THE DOMINO PRINCIPLE knocked itself into a heap thanks to unsteady hands doing a poorly rigged job of setting it up. Slouching into 1977 as a late entry in the conspiracy cycle that ran thru the 70’s, this was in the political assassination subset that included Executive Action, The Parallax View and Winter Kills. Slugged by those who made it, pistol whipped by critics, it was a dead film walking at the box office, 86th place with a whimpered $4,600,000 gross blotted by costing almost as much.
Convicted of a murder that he didn’t commit, ex-Nam vet ‘Roy Tucker’ (Gene Hackman) is presented with a get out of jail offer by apparently ‘cleared from above’ gentlemen who represent an unnamed organization with some to-be-revealed purpose. If Roy ‘works’ for them for a few weeks, he’ll get a new identity, a plush home aboard and can get back together with ‘Ellie’ (Candice Bergen), his wife, over whom he ended up in prison, for offing her first husband, or taking the rap for it. Motives are unclear all the way around.
So is the hole-riddled script, written by Adam Kennedy (The Dove, Raise The Titanic), adapted from his best-selling novel. Perhaps the 173-page book is gripping but the 121 minute movie is a slog, despite the solid cast lineup which includes Richard Widmark, Mickey Rooney, Eli Wallach and Edward Albert. Hackman and Widmark have a half-dozen confrontations/conversations with Hackman’s sullen fall guy being schmoozed by Widmark’s patient groomer. The last goes as follows— TUCKER: “Tell me one thing.” TAGGE: “Go ahead.” TUCKER: “Is it over?” TAGGE: “I don’t know. The bigger the stink, the more there is to cover up. And the man who worries the most is the man who gave the original order. If he panics, the dominoes start to fall.” That pretty much covers how Hackman, Bergen and others felt about the material, and was what director Stanley Kramer realized as his production lurched forward, marked by much star-director feuding. Hackman took the part for money (as he did with his other 1977 misfire, March or Die—great battle scene, lousy movie); his carping and attitude was bad enough (including sabotage sniping in the press) that fed-up Kramer kept track of it in a diary,which he published to the star’s embarrassment. *
Start to finish, a downer. Shot mostly in L.A. and San Francisco, with the prison scenes done at San Quentin (the extras were inmates, cons paid for being what they were). The Costa Rica segment was accomplished in Puerto Vallarta, Mexico.To be fair, while the ‘thriller’ aspect isn’t thrilling, and the ‘mystery’ not enthralling, there is some interest in seeing how the actors handle it. Hackman is uncharacteristically lackluster, Widmark relaxed, Rooney shows ever-reliable spark. Bergen, dulled down with a frumpy hairdo, manages her emotional moments well even though the relationship subplot with Hackman is strained: this was their third time working together, after The Hunting Party (vile) and Bite The Bullet (enjoyable).
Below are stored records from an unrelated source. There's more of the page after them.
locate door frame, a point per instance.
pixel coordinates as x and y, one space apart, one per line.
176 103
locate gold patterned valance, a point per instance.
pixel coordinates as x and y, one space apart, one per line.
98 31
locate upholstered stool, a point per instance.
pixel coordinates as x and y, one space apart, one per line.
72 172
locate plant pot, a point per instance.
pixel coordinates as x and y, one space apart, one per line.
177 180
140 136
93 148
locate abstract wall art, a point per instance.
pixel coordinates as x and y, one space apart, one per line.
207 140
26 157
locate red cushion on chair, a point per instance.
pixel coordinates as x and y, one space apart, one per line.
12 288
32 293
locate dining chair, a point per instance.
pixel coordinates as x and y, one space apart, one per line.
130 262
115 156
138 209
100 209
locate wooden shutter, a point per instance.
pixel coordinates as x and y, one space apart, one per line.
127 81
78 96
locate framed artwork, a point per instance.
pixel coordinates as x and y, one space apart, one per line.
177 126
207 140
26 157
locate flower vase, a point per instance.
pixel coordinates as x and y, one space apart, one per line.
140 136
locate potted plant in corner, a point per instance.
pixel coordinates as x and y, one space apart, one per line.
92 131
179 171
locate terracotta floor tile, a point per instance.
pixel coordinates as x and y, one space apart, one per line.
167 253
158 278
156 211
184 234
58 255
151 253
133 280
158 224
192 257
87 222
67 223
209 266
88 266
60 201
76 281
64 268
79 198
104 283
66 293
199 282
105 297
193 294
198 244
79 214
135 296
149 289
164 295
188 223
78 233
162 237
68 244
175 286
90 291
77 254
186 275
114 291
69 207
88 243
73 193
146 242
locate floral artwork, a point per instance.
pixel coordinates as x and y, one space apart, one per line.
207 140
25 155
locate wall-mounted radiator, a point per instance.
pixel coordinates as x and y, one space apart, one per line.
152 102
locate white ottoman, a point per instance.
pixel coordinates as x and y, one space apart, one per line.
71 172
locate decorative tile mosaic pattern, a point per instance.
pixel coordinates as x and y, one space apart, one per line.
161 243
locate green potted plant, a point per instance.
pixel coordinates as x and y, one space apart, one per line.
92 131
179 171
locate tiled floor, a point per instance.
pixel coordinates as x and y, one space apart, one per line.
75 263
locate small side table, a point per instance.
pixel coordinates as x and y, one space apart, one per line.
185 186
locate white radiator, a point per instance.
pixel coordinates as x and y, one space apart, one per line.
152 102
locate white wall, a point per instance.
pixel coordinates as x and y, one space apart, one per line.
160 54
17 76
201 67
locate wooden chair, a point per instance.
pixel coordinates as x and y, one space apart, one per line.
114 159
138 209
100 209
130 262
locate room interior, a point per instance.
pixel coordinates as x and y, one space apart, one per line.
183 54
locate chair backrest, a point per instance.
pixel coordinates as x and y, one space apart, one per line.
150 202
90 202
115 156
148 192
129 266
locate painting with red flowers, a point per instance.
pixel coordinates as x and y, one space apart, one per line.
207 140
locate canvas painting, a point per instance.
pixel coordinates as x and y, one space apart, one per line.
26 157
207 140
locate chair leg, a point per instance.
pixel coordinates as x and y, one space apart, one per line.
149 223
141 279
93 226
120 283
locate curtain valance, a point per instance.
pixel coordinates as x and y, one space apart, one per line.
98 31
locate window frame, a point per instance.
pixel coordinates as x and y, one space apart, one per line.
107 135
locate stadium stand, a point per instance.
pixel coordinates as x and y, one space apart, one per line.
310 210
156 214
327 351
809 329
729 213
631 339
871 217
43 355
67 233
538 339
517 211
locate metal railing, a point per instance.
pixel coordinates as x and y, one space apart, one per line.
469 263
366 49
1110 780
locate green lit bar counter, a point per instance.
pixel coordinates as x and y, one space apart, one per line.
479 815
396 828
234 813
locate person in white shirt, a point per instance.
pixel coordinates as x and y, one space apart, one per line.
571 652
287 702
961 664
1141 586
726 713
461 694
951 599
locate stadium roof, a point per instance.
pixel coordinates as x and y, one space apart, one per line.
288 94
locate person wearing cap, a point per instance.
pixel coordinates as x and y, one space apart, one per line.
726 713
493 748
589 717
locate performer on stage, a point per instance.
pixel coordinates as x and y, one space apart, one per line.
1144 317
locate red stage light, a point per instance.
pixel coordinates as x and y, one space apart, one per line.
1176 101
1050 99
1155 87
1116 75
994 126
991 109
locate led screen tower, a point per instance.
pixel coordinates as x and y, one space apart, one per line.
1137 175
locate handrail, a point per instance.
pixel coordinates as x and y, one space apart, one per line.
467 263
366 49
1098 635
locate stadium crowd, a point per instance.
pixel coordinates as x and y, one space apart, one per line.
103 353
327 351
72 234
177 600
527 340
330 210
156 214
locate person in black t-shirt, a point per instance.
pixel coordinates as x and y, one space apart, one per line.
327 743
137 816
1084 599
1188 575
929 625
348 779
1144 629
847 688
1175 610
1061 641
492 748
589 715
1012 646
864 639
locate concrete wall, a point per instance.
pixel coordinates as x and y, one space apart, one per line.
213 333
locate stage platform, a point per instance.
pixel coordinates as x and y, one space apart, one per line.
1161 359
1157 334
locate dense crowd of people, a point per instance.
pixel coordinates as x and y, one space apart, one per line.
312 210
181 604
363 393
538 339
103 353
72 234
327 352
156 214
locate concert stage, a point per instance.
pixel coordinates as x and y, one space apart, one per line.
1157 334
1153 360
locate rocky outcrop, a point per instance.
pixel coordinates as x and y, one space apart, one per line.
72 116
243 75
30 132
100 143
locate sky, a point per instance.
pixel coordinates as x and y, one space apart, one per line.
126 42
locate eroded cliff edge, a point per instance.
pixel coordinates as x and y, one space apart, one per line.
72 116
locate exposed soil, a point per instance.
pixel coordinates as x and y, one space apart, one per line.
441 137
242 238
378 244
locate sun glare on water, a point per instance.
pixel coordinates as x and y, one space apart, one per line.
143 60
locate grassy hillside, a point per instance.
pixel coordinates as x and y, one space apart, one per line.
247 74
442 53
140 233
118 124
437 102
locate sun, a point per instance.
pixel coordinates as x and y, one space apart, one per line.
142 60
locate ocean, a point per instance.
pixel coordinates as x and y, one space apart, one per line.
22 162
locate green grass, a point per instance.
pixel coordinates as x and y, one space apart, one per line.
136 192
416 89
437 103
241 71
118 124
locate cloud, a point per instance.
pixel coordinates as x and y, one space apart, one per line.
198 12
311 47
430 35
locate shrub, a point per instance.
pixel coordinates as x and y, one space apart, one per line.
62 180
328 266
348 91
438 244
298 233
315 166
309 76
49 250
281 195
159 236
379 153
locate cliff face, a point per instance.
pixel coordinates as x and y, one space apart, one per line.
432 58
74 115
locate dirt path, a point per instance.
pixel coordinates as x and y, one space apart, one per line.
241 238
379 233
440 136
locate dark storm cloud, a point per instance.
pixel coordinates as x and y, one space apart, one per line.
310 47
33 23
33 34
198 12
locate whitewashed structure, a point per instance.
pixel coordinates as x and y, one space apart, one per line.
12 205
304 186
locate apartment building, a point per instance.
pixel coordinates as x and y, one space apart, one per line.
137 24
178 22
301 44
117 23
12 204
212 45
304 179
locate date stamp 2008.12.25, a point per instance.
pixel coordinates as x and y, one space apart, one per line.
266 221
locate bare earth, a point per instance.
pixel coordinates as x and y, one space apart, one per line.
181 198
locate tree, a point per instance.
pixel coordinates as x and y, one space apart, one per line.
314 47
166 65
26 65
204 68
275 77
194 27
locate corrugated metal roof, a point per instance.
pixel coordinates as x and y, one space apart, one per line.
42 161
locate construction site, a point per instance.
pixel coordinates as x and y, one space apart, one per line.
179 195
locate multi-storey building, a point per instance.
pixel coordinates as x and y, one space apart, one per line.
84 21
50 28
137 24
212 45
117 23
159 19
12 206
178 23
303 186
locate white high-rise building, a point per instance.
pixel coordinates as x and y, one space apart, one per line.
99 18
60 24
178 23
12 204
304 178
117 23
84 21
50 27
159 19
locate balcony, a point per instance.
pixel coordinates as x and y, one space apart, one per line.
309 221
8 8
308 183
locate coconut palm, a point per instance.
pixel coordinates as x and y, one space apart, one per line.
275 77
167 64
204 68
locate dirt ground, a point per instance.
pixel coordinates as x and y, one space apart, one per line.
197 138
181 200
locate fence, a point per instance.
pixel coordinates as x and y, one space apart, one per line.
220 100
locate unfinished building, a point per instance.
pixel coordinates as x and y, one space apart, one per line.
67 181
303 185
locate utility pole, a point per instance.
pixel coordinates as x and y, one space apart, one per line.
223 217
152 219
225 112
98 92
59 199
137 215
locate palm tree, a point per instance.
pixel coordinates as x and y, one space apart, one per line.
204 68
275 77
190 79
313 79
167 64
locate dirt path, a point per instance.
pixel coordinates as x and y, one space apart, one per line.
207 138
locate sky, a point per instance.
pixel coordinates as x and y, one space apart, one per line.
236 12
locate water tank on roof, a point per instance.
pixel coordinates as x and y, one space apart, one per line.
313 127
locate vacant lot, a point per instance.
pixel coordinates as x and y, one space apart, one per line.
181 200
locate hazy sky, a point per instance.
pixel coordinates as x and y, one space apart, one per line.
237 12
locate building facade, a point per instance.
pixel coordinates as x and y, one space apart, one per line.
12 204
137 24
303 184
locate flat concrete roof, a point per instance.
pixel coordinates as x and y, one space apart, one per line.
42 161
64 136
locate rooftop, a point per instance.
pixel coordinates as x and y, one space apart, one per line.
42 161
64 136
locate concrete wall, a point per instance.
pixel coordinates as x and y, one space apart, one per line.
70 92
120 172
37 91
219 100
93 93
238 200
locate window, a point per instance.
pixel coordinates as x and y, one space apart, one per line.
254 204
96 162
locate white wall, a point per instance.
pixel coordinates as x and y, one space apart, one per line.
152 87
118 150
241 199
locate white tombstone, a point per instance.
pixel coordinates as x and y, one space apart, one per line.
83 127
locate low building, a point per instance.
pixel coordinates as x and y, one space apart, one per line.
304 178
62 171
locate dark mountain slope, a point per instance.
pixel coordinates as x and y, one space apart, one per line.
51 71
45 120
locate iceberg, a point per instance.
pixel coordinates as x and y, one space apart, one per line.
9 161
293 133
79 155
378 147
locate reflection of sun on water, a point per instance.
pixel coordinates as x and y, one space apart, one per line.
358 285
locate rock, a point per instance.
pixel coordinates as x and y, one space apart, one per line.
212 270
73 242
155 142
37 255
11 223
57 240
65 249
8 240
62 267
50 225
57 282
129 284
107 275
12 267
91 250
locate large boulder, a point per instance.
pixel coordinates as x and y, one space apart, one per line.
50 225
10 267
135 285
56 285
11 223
With Ken Swofford, Jay Novello (72, final role), Neva Peterson, Ted Gehring, Majel Barrett and Charles Horvath.
* Hackman: “”We had a lot of problems on that film; I had arguments with Stanley Kramer.” He called Kramer’s diary “embarrassing, but I have to say it was accurate. And he was probably right in his remarks about me. The film we were making just wasn’t worth the difficulties I was giving him. The truth is I was in trouble on that film and I got scared.”
Bergen did it “because it gave me the chance to play an ordinary woman. I put on a sappy wig and wore sappy clothes and for once in my life I didn’t look like Candice Bergen and they [the critics] creamed me for that, saying I looked like Shelley Winters.” Yeek.
After a string of high-profile winners (The Defiant Ones, On The Beach, Inherit The Wind, Judgment At Nuremberg, It’s A Mad, Mad, Mad, Mad World, Ship Of Fools) Kramer started to slip. Guess Who’s Coming To Dinner was a big hit, but it was also a softball pitch. The Secret Of Santa Vittoria was a step down and then a slip ‘n slide commenced with R.P.M., Bless The Beasts And Children, Oklahoma Crude, this odd fizzle and finally the aptly titled The Runner Stumbles. At Movies Ala, we don’t subscribe to the critical pile-on that he’s received (absurd, lazy overkill started by a hateful bat named Pauline) because even if his second half wasn’t stellar like the first, those earlier films remain in the A-zone. And I like The Pride And The Passion. So sue me, already.